The data file contains the header information (example: names of the columns) and the footer contains the number of the data records, filestamp.

I have ran your script ...its avoiding the "out of memory" issue. But while extracting the header information, the good file doesn't include the string "START-OF-FILE" and "START-OF-DATA" ...

Code:
       ## Header.
        if ( $flipflop = ( $line =~ m/\A(?i)START-OF-FILE/ .. $line =~ m/\A(?i)START-OF-DATA/ ) ) {
                next if $flipflop == 1 || $flipflop =~ /E0\Z/;
                printf $good_fh qq[%s\n], $line;
                next;
        }

In the footer the file stamp could be the as it is, but since the number of records have been changes in the good file...I need to count the number of reords (excluding the header information) and the replace it to with the original i.e.

Code:
footer Information:
DATARECORDS=3530288   --> Need to count the number of records in goodfile and put it over here
TIMEFINISHED=Mon Jan  9 19:24:03 EST 2012
END-OF-FILE

If I was using arrays , then I was using the below logic for the above:
Code:
my $footer_len = 4;
my $datarec_line = 1;
do {
 $line = shift @whole;
 push @header, $line;
} while $line !~ /^START-OF-DATA/;

my $n = @goodlines;
$n -= grep {/^# PRODUCT/} @goodlines;
$footer[$datarec_line] =~ s/\d+/$n/;

Could you please advice any similar logic for the header and footer information to be included to the good file .

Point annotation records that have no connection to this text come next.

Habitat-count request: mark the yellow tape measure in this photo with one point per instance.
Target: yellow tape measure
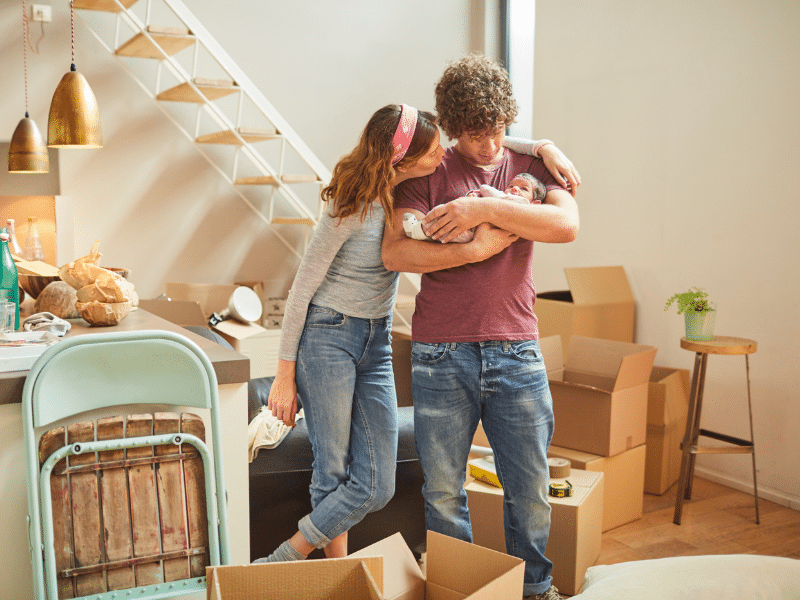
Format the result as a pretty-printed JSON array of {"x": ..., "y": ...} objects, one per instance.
[{"x": 561, "y": 490}]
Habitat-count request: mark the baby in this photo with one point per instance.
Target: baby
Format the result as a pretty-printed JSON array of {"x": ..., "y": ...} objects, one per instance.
[{"x": 522, "y": 189}]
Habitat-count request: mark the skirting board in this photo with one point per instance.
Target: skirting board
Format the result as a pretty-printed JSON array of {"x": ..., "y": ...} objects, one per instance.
[{"x": 764, "y": 492}]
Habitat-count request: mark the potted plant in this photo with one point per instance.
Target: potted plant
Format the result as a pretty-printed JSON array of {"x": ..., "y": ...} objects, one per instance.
[{"x": 699, "y": 313}]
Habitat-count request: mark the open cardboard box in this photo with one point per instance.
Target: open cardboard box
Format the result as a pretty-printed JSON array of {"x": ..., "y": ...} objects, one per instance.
[
  {"x": 599, "y": 303},
  {"x": 623, "y": 500},
  {"x": 667, "y": 407},
  {"x": 599, "y": 393},
  {"x": 257, "y": 343},
  {"x": 575, "y": 523},
  {"x": 387, "y": 570}
]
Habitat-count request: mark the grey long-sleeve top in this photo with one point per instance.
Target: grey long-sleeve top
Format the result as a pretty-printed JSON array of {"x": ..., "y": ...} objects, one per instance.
[{"x": 341, "y": 269}]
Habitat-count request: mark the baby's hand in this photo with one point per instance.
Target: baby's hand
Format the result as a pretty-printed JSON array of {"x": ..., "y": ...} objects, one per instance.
[{"x": 413, "y": 228}]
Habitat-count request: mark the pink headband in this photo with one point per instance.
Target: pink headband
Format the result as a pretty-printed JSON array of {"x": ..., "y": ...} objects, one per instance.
[{"x": 404, "y": 133}]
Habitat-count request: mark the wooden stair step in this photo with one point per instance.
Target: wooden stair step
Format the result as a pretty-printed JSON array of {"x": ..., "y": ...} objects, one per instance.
[
  {"x": 270, "y": 180},
  {"x": 292, "y": 221},
  {"x": 211, "y": 89},
  {"x": 299, "y": 178},
  {"x": 263, "y": 180},
  {"x": 103, "y": 5},
  {"x": 405, "y": 301},
  {"x": 229, "y": 137},
  {"x": 171, "y": 39}
]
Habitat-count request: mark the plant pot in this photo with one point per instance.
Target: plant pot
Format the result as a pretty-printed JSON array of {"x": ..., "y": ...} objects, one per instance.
[{"x": 700, "y": 325}]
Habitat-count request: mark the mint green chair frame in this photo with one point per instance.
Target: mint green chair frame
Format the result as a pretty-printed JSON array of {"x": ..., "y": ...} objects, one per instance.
[{"x": 103, "y": 370}]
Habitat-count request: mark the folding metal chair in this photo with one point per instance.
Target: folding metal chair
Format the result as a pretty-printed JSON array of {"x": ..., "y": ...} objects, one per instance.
[{"x": 130, "y": 502}]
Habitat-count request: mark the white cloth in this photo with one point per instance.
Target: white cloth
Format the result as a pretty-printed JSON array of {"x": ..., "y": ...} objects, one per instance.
[
  {"x": 267, "y": 431},
  {"x": 46, "y": 322}
]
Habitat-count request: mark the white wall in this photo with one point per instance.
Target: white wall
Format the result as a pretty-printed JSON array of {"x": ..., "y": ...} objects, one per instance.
[{"x": 683, "y": 120}]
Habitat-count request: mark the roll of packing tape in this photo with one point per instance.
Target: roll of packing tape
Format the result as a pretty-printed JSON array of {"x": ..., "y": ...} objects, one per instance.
[
  {"x": 560, "y": 490},
  {"x": 559, "y": 467}
]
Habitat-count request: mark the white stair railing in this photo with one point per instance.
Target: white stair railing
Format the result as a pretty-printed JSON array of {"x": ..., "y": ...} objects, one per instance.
[{"x": 153, "y": 41}]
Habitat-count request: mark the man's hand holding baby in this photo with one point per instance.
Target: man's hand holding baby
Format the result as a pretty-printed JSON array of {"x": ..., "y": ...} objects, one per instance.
[{"x": 447, "y": 221}]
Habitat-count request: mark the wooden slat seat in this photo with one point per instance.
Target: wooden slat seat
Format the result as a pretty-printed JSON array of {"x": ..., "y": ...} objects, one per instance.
[
  {"x": 171, "y": 39},
  {"x": 128, "y": 518},
  {"x": 211, "y": 89}
]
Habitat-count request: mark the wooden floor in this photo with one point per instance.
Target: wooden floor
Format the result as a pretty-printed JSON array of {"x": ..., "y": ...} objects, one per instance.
[{"x": 717, "y": 520}]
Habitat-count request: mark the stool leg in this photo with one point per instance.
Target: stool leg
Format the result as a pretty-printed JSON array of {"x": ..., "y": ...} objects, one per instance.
[
  {"x": 701, "y": 386},
  {"x": 752, "y": 439},
  {"x": 687, "y": 439}
]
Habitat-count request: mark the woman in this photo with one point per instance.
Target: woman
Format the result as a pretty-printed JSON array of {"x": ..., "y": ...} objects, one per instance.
[{"x": 335, "y": 345}]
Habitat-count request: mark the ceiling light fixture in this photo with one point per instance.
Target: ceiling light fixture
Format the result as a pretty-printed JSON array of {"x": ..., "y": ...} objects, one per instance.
[
  {"x": 27, "y": 152},
  {"x": 74, "y": 116}
]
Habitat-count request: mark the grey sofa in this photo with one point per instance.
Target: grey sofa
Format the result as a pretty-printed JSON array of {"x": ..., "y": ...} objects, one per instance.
[{"x": 280, "y": 479}]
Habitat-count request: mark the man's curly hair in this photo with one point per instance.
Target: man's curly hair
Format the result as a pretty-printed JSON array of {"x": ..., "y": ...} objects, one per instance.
[{"x": 474, "y": 95}]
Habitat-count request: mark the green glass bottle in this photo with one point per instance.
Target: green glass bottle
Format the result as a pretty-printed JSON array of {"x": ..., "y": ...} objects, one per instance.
[{"x": 9, "y": 280}]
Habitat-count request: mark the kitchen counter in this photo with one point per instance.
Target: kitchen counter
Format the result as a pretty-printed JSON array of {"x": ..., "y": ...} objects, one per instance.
[
  {"x": 230, "y": 366},
  {"x": 233, "y": 373}
]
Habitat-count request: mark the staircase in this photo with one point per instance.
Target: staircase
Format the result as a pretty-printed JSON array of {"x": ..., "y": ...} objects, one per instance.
[{"x": 197, "y": 85}]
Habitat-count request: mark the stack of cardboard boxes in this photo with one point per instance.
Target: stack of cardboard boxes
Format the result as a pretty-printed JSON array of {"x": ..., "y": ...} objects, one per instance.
[
  {"x": 599, "y": 381},
  {"x": 600, "y": 407}
]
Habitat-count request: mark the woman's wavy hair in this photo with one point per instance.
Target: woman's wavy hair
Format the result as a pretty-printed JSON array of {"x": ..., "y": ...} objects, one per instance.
[
  {"x": 474, "y": 95},
  {"x": 365, "y": 175}
]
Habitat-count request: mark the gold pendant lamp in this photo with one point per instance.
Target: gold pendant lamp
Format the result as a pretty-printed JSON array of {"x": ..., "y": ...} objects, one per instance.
[
  {"x": 27, "y": 152},
  {"x": 74, "y": 116}
]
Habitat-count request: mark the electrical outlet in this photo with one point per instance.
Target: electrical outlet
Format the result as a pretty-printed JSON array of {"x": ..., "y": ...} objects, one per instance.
[{"x": 42, "y": 12}]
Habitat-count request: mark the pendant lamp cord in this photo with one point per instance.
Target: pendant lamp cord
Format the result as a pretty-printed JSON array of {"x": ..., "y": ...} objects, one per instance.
[
  {"x": 72, "y": 32},
  {"x": 25, "y": 53}
]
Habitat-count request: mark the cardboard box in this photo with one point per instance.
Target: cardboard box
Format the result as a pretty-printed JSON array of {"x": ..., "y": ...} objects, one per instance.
[
  {"x": 623, "y": 496},
  {"x": 211, "y": 297},
  {"x": 342, "y": 579},
  {"x": 575, "y": 526},
  {"x": 599, "y": 303},
  {"x": 258, "y": 344},
  {"x": 180, "y": 312},
  {"x": 386, "y": 570},
  {"x": 599, "y": 394},
  {"x": 667, "y": 407}
]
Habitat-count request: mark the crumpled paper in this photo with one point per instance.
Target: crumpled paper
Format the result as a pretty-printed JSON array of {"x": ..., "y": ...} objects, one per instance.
[{"x": 267, "y": 431}]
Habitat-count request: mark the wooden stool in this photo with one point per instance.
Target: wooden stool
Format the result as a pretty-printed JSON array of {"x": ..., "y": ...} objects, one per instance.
[{"x": 717, "y": 345}]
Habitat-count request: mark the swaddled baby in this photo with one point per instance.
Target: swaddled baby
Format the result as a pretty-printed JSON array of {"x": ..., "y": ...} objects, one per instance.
[{"x": 522, "y": 189}]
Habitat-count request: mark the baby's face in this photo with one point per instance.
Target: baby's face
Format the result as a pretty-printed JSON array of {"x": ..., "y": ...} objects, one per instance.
[{"x": 520, "y": 186}]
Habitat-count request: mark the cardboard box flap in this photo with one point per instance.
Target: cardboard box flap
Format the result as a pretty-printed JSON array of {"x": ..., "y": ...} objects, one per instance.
[
  {"x": 668, "y": 396},
  {"x": 598, "y": 285},
  {"x": 629, "y": 364},
  {"x": 334, "y": 579},
  {"x": 402, "y": 577},
  {"x": 446, "y": 558},
  {"x": 238, "y": 330}
]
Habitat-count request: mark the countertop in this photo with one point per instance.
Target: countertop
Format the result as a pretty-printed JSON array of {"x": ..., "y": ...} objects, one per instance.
[{"x": 229, "y": 366}]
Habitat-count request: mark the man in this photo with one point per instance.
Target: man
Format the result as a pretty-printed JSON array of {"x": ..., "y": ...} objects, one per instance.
[{"x": 475, "y": 354}]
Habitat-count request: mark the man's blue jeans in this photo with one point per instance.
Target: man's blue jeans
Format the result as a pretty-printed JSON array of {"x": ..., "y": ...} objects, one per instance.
[
  {"x": 504, "y": 384},
  {"x": 346, "y": 384}
]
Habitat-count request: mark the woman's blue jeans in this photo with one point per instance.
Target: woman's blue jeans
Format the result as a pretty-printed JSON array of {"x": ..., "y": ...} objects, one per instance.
[
  {"x": 346, "y": 384},
  {"x": 504, "y": 384}
]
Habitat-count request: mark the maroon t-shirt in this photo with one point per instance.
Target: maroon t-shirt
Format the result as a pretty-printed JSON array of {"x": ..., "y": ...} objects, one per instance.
[{"x": 489, "y": 300}]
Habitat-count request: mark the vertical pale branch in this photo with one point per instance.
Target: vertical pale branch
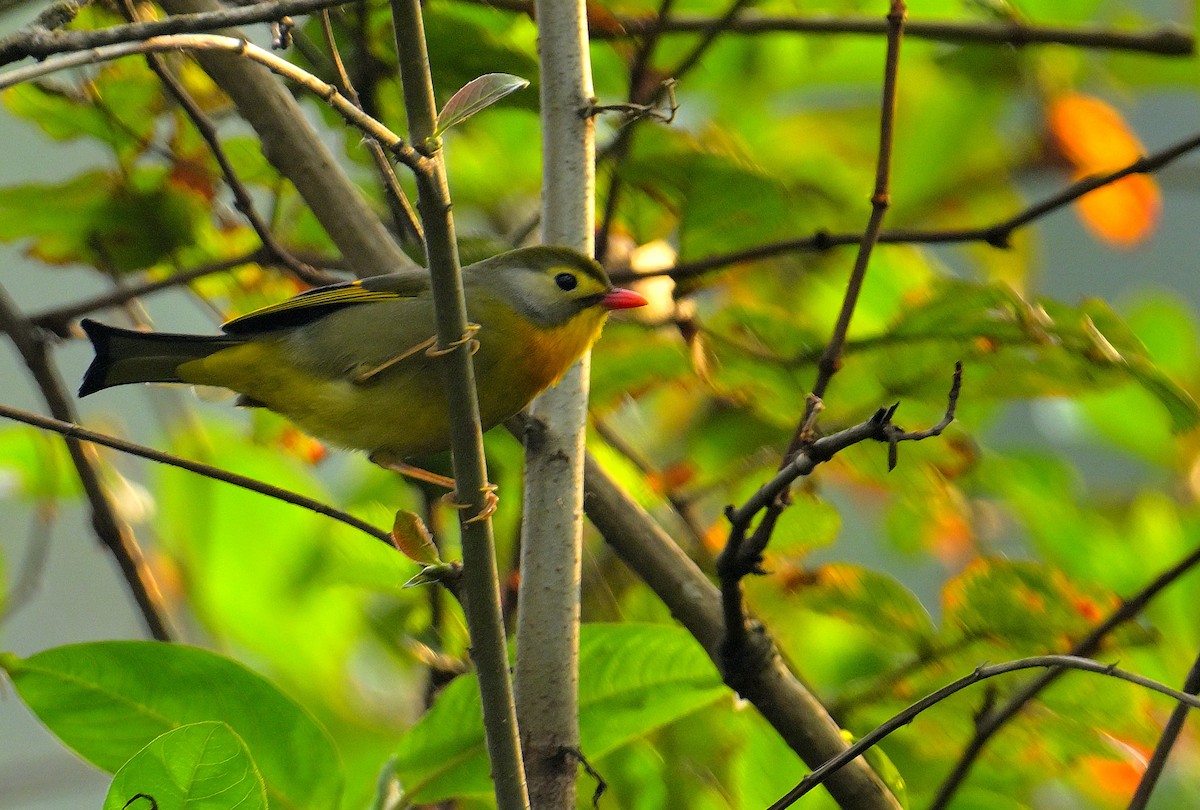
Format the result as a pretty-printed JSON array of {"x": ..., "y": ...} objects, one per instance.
[
  {"x": 546, "y": 679},
  {"x": 480, "y": 586}
]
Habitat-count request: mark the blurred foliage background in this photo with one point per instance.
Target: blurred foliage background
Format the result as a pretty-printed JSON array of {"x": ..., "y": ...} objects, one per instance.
[{"x": 1068, "y": 481}]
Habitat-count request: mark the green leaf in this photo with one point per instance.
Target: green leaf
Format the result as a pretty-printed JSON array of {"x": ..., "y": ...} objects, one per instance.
[
  {"x": 477, "y": 95},
  {"x": 119, "y": 107},
  {"x": 869, "y": 599},
  {"x": 109, "y": 700},
  {"x": 268, "y": 576},
  {"x": 633, "y": 679},
  {"x": 102, "y": 219},
  {"x": 202, "y": 766},
  {"x": 1023, "y": 605}
]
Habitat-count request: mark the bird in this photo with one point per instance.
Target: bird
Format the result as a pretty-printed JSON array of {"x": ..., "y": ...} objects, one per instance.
[{"x": 354, "y": 364}]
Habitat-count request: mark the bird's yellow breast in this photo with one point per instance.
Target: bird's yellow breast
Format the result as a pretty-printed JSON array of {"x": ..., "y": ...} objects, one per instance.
[{"x": 402, "y": 409}]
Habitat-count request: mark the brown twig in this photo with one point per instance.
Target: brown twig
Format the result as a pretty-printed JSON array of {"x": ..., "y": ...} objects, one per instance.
[
  {"x": 773, "y": 689},
  {"x": 831, "y": 359},
  {"x": 113, "y": 532},
  {"x": 997, "y": 235},
  {"x": 1165, "y": 743},
  {"x": 77, "y": 432},
  {"x": 1055, "y": 663},
  {"x": 742, "y": 556},
  {"x": 623, "y": 143},
  {"x": 216, "y": 43},
  {"x": 1168, "y": 40},
  {"x": 402, "y": 214},
  {"x": 243, "y": 199},
  {"x": 994, "y": 719},
  {"x": 41, "y": 42}
]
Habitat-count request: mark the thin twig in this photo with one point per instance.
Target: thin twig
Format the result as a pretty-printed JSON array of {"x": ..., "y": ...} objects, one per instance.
[
  {"x": 997, "y": 235},
  {"x": 402, "y": 214},
  {"x": 741, "y": 556},
  {"x": 199, "y": 42},
  {"x": 243, "y": 199},
  {"x": 113, "y": 532},
  {"x": 991, "y": 721},
  {"x": 1165, "y": 743},
  {"x": 831, "y": 360},
  {"x": 75, "y": 431},
  {"x": 623, "y": 143},
  {"x": 1170, "y": 40},
  {"x": 41, "y": 42},
  {"x": 1059, "y": 663}
]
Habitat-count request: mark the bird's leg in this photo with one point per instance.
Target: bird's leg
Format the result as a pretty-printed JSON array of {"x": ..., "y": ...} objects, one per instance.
[
  {"x": 491, "y": 501},
  {"x": 365, "y": 376}
]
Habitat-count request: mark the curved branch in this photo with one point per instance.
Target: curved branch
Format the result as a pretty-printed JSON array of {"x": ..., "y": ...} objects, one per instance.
[
  {"x": 997, "y": 234},
  {"x": 42, "y": 42},
  {"x": 213, "y": 42},
  {"x": 113, "y": 532},
  {"x": 990, "y": 723}
]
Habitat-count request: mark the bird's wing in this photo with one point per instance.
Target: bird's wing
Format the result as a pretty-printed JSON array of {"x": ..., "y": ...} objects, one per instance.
[{"x": 313, "y": 304}]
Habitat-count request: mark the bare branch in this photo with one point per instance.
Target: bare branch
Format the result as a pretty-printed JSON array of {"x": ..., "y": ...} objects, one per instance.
[
  {"x": 783, "y": 700},
  {"x": 201, "y": 42},
  {"x": 1168, "y": 41},
  {"x": 113, "y": 532},
  {"x": 1059, "y": 663},
  {"x": 40, "y": 42},
  {"x": 997, "y": 235},
  {"x": 1165, "y": 743},
  {"x": 994, "y": 719}
]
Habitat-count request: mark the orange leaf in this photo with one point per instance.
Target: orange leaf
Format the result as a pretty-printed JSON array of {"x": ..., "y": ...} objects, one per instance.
[
  {"x": 1095, "y": 138},
  {"x": 1092, "y": 136}
]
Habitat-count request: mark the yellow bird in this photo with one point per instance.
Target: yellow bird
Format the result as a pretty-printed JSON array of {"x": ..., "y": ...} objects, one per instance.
[{"x": 352, "y": 364}]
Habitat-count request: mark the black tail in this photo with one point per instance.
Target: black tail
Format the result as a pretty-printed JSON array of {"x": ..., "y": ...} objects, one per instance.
[{"x": 124, "y": 355}]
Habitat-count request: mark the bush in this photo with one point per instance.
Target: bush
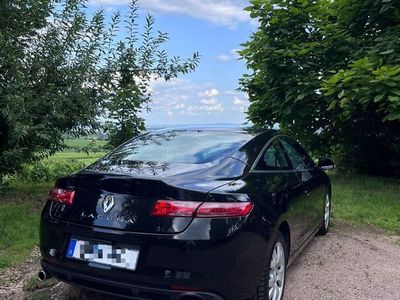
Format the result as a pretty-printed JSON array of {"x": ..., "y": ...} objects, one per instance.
[{"x": 47, "y": 170}]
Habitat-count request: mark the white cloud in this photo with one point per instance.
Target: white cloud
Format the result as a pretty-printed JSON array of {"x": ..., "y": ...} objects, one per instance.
[
  {"x": 209, "y": 93},
  {"x": 240, "y": 104},
  {"x": 224, "y": 57},
  {"x": 233, "y": 54},
  {"x": 220, "y": 12}
]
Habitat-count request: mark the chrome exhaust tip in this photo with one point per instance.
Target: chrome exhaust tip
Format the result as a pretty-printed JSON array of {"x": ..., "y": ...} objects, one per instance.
[{"x": 42, "y": 275}]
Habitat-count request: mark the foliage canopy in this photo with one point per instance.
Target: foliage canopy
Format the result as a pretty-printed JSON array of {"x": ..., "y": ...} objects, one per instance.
[
  {"x": 329, "y": 73},
  {"x": 64, "y": 72}
]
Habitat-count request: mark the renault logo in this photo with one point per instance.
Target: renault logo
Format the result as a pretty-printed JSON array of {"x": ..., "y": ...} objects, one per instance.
[{"x": 108, "y": 203}]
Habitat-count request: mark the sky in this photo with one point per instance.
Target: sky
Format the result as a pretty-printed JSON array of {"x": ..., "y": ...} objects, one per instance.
[{"x": 214, "y": 28}]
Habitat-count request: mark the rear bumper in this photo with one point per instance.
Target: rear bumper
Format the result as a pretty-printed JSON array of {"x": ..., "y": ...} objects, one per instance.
[
  {"x": 199, "y": 260},
  {"x": 121, "y": 289}
]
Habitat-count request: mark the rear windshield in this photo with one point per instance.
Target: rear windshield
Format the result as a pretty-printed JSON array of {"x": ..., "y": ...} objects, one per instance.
[{"x": 195, "y": 147}]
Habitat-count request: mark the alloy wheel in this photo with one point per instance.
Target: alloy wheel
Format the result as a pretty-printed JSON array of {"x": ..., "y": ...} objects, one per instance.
[
  {"x": 327, "y": 213},
  {"x": 277, "y": 272}
]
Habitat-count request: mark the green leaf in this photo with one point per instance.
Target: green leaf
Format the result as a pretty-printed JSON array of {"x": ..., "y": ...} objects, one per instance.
[
  {"x": 393, "y": 116},
  {"x": 379, "y": 97},
  {"x": 390, "y": 83},
  {"x": 332, "y": 104},
  {"x": 385, "y": 8},
  {"x": 395, "y": 91},
  {"x": 387, "y": 52}
]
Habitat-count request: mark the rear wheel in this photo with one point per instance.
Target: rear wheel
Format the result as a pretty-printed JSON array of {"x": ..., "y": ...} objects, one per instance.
[
  {"x": 326, "y": 219},
  {"x": 272, "y": 283}
]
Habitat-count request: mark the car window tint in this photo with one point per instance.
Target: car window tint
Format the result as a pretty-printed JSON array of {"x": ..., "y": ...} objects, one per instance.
[
  {"x": 297, "y": 155},
  {"x": 273, "y": 159},
  {"x": 191, "y": 146}
]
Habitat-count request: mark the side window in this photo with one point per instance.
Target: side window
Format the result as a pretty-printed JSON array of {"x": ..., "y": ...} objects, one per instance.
[
  {"x": 297, "y": 155},
  {"x": 273, "y": 158}
]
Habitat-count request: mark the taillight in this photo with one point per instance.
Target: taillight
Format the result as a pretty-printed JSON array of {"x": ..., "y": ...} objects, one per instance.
[
  {"x": 167, "y": 208},
  {"x": 172, "y": 208},
  {"x": 226, "y": 209},
  {"x": 65, "y": 196}
]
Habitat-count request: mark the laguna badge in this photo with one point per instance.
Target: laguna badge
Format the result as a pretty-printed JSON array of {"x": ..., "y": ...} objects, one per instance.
[{"x": 108, "y": 203}]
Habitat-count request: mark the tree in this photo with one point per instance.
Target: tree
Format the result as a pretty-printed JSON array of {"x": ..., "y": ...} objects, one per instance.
[
  {"x": 329, "y": 73},
  {"x": 62, "y": 72}
]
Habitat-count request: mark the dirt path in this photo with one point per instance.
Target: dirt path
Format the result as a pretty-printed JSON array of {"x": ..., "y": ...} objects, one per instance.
[{"x": 349, "y": 263}]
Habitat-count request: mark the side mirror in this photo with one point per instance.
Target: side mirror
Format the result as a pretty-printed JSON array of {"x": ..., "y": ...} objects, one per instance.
[{"x": 325, "y": 163}]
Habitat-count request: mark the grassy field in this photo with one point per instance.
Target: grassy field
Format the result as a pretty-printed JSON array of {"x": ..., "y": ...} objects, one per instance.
[
  {"x": 358, "y": 199},
  {"x": 367, "y": 200}
]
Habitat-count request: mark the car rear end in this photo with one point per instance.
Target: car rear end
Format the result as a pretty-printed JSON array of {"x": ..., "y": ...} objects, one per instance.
[{"x": 146, "y": 237}]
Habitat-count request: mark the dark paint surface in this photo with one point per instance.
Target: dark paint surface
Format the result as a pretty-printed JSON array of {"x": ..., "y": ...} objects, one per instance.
[{"x": 225, "y": 256}]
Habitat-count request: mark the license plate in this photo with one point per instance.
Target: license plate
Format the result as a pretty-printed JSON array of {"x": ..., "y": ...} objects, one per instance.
[{"x": 105, "y": 254}]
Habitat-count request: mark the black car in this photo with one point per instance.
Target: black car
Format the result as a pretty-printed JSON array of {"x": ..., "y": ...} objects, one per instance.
[{"x": 187, "y": 214}]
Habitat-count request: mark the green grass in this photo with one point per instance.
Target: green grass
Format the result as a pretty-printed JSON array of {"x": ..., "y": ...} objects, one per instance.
[
  {"x": 367, "y": 200},
  {"x": 81, "y": 143},
  {"x": 77, "y": 156},
  {"x": 19, "y": 222}
]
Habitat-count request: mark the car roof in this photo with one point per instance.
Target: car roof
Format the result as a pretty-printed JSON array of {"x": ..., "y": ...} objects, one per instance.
[{"x": 220, "y": 128}]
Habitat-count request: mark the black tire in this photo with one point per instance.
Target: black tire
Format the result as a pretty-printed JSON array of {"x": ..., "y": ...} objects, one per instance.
[
  {"x": 325, "y": 226},
  {"x": 263, "y": 286}
]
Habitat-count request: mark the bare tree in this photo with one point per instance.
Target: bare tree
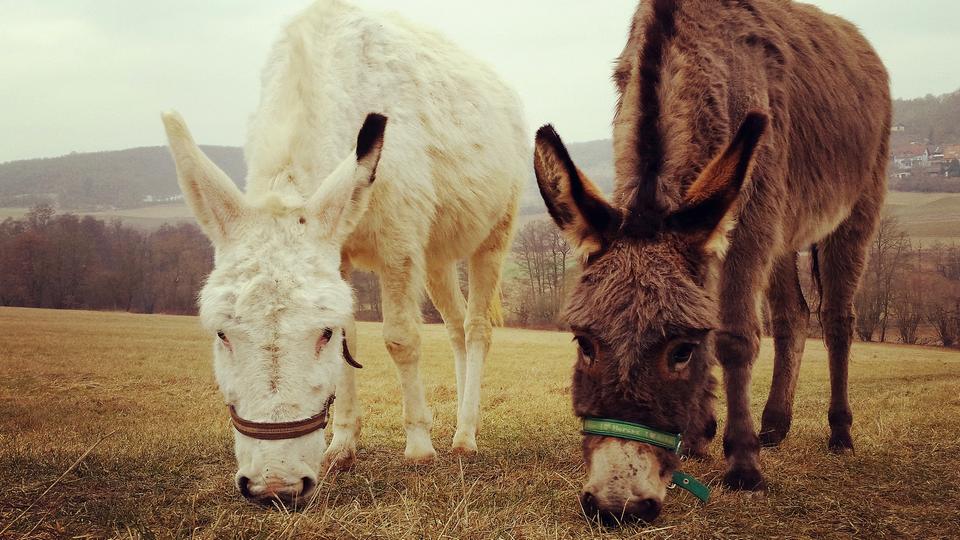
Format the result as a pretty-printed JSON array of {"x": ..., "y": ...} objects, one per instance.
[{"x": 888, "y": 256}]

I would really appreciate your time on this.
# 10  
Old 01-11-2012
Quote:
the good file doesn't include the string "START-OF-FILE" and "START-OF-DATA" ...
To add those two lines comment this instruction:
Code:
#next if $flipflop == 1 || $flipflop =~ /E0\Z/;

Regards,
Birei
This User Gave Thanks to birei For This Post:
# 11  
Old 01-11-2012
Thanks a lot for your reply and for all your help.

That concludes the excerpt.